Workbench Job Runtime

Ashleigh Florida 🟒

Does anyone have any tips or best practices for improving runtime on workbench jobs? We have a job that updates almost 82 million rows of data daily and takes about 3 hours to run. It varies day to day anywhere from 2 hours to 3 hours. I do not have access to workbench as it is controlled by my IT but I am looking for tips I could share with them to help improve the runtime of this job. The job was created several years ago so I am sure some changes could be done to make it more efficient but I am just looking for some ideas (quick wins or perhaps features of new WB releases) that you all have come across that usually help run time.



  • GrantSmith
    GrantSmith Indiana πŸ”΄

    @Ashleigh - What type of source is the data being pulled from? A database?

  • Ashleigh
    Ashleigh Florida 🟒

    @GrantSmith yea I think so, its one of our financial reporting systems.

  • GrantSmith
    GrantSmith Indiana πŸ”΄

    Typically when dealing with databases you'll want to narrow down your data as soon as possible to limit the amount of data being processed. Also, you'll want to make sure you're utilizing table indexes in your join and where clauses to improve querying response time. If they don't have any the might want to think about adding some but that's a larger discussion with your DBA.

  • MarkSnodgrass
    MarkSnodgrass Portland, Oregon 🟀

    @Ashleigh Workbench 5.1 introduced partition support which might be effective for your use case. You can read about it here:

  • jaeW_at_Onyx
    jaeW_at_Onyx Budapest / Portland, OR 🟀

    @Ashleigh , @MarkSnodgrass and @GrantSmith are on the money for very different reasons.

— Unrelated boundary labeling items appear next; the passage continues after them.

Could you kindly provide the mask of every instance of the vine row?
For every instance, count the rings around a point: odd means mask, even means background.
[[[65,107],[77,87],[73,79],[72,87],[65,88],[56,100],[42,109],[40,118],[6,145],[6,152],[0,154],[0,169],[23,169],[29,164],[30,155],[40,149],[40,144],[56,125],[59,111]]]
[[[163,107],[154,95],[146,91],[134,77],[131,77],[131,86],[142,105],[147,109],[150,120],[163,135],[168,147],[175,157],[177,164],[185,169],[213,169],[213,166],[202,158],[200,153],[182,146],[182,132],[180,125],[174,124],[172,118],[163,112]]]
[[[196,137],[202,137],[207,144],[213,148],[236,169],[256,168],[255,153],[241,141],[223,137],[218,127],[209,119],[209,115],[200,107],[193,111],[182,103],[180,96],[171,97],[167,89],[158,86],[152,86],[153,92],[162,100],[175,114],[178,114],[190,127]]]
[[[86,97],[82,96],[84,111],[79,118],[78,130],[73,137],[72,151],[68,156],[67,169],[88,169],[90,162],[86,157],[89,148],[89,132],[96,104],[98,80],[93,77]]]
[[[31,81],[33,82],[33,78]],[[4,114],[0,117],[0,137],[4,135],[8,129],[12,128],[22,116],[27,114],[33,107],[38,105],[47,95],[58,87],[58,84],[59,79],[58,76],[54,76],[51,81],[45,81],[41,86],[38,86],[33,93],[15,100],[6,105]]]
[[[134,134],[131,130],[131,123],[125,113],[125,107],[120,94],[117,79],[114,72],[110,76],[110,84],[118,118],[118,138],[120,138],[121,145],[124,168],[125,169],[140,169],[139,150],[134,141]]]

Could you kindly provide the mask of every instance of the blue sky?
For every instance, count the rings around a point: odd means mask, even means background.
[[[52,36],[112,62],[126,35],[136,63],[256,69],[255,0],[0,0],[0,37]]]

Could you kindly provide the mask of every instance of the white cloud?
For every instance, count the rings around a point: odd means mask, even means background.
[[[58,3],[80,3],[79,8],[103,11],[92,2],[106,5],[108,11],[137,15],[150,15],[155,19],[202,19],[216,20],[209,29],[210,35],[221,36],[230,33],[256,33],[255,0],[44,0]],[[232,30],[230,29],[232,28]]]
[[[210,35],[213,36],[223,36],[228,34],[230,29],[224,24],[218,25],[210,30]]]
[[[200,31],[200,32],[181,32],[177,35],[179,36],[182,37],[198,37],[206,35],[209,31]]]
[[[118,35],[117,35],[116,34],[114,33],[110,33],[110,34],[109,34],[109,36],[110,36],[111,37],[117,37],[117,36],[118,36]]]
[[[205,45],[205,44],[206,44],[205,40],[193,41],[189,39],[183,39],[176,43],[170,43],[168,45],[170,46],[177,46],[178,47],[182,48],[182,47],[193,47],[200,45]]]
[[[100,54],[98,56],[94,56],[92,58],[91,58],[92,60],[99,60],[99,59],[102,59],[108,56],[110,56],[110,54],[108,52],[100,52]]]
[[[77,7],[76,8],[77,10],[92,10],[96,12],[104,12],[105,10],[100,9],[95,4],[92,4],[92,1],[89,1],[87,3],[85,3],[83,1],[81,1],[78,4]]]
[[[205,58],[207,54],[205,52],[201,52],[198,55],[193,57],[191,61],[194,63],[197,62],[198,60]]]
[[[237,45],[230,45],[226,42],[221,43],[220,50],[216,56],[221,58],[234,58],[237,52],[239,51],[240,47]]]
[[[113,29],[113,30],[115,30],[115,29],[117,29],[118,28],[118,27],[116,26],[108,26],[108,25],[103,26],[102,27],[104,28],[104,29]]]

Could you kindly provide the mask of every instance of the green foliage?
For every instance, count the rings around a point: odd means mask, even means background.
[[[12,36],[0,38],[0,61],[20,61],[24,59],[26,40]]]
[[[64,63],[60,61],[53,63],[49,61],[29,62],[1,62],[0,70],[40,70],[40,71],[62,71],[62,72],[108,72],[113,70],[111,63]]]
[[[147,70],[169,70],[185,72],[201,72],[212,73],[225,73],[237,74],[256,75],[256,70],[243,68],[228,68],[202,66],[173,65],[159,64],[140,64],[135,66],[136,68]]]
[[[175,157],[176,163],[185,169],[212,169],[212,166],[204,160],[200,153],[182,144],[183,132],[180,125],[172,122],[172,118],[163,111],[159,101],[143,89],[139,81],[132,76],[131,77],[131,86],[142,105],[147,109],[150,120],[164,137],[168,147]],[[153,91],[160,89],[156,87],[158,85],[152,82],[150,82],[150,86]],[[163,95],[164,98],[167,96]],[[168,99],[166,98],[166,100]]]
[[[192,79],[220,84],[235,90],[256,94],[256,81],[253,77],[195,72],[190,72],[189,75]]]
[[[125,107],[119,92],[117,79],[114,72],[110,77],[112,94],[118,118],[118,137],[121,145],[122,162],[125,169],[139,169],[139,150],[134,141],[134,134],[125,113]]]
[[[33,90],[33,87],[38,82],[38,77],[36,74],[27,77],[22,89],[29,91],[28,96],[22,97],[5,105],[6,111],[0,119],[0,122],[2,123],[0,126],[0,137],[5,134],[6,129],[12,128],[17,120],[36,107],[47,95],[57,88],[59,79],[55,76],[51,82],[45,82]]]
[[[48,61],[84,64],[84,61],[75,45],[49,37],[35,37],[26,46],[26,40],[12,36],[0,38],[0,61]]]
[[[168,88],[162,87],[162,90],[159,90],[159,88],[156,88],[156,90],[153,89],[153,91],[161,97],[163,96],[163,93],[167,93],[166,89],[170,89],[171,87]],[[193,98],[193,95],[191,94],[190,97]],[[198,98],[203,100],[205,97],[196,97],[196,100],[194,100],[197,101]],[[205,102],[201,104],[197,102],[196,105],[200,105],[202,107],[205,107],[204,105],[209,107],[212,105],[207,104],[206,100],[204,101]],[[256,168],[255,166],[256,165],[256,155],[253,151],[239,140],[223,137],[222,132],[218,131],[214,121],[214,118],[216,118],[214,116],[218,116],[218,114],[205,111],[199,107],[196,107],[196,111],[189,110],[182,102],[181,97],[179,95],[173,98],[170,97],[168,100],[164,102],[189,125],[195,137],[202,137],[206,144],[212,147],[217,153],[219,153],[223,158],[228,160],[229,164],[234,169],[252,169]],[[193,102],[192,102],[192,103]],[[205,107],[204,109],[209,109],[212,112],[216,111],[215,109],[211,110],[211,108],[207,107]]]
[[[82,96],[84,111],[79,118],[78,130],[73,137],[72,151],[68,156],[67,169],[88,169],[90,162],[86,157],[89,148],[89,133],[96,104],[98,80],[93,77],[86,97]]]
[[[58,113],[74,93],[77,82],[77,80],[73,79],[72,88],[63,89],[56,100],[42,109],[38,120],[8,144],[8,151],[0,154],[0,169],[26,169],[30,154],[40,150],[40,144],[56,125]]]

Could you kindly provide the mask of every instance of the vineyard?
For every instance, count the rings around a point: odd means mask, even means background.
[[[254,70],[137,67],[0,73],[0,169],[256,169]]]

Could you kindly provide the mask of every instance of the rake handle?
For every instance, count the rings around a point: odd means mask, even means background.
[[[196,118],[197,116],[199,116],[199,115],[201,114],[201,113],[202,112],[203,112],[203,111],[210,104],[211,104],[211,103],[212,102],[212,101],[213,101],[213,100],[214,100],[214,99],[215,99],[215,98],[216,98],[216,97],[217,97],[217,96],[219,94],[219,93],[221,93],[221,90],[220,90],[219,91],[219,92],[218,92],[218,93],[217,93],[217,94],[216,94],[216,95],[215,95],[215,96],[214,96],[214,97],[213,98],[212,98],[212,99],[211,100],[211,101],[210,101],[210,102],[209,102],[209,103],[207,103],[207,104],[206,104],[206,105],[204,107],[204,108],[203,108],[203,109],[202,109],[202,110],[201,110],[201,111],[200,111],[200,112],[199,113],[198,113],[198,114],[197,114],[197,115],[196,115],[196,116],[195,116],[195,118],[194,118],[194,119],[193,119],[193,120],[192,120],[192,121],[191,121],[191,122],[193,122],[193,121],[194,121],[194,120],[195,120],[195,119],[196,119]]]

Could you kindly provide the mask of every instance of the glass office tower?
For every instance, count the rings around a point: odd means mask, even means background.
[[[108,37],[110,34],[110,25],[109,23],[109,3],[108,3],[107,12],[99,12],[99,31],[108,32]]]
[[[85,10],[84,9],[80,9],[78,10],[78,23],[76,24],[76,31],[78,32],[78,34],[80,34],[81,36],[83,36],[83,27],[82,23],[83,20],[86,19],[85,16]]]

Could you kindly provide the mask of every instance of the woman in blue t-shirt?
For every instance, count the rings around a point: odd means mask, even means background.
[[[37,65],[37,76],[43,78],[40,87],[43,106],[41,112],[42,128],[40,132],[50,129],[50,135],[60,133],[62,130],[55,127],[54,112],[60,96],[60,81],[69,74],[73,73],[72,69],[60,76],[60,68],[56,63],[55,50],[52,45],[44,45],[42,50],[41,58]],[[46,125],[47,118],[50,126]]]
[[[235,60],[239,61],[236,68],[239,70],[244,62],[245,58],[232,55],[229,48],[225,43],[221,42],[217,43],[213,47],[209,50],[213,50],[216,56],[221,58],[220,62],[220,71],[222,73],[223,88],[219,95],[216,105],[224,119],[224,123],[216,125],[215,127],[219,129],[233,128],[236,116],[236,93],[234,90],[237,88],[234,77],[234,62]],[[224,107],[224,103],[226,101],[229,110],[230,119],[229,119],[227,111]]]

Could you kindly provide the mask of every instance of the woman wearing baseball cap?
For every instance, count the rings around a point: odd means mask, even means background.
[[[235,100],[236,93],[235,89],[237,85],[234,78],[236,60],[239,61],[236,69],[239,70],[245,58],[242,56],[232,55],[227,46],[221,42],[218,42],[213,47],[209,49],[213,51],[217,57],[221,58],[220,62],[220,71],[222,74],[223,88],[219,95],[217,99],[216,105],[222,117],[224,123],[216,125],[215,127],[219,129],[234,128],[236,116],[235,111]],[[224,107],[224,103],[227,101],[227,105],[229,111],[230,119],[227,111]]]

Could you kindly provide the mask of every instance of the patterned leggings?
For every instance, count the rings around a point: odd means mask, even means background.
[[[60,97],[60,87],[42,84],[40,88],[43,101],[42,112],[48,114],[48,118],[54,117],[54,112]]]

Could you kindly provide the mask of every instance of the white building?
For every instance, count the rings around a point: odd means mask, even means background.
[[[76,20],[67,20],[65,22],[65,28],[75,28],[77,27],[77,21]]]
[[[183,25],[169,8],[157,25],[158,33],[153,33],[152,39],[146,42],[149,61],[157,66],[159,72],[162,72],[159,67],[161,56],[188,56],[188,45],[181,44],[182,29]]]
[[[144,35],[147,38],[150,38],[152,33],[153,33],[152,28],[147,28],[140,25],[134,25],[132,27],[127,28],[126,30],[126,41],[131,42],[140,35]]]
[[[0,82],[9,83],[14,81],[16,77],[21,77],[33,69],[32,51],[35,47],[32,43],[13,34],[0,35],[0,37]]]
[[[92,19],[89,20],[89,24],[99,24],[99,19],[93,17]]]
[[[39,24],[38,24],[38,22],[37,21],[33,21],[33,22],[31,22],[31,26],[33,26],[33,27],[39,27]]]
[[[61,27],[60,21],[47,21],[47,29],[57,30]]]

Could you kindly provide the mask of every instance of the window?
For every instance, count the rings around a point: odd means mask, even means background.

    1) as your query get's larger, workbench execution times are 99% subject to the performance of your source database (how long does it take to retrieve your data from SQL). If you're parsing 82million rows on your source database you are murdering your system if it's not properly indexed (work with your DBA to optimize your workbench query in the source database via indexes and database stats). make sure you're not doing SELECT * because no DBA likes seeing that ...

    2) Mark nailed it on the head. If you can minimize how much data you have to update in Domo (via partitioning or UPSERT instead of a full REPLACE) then you can shrink how much data you have to pull out of your source database.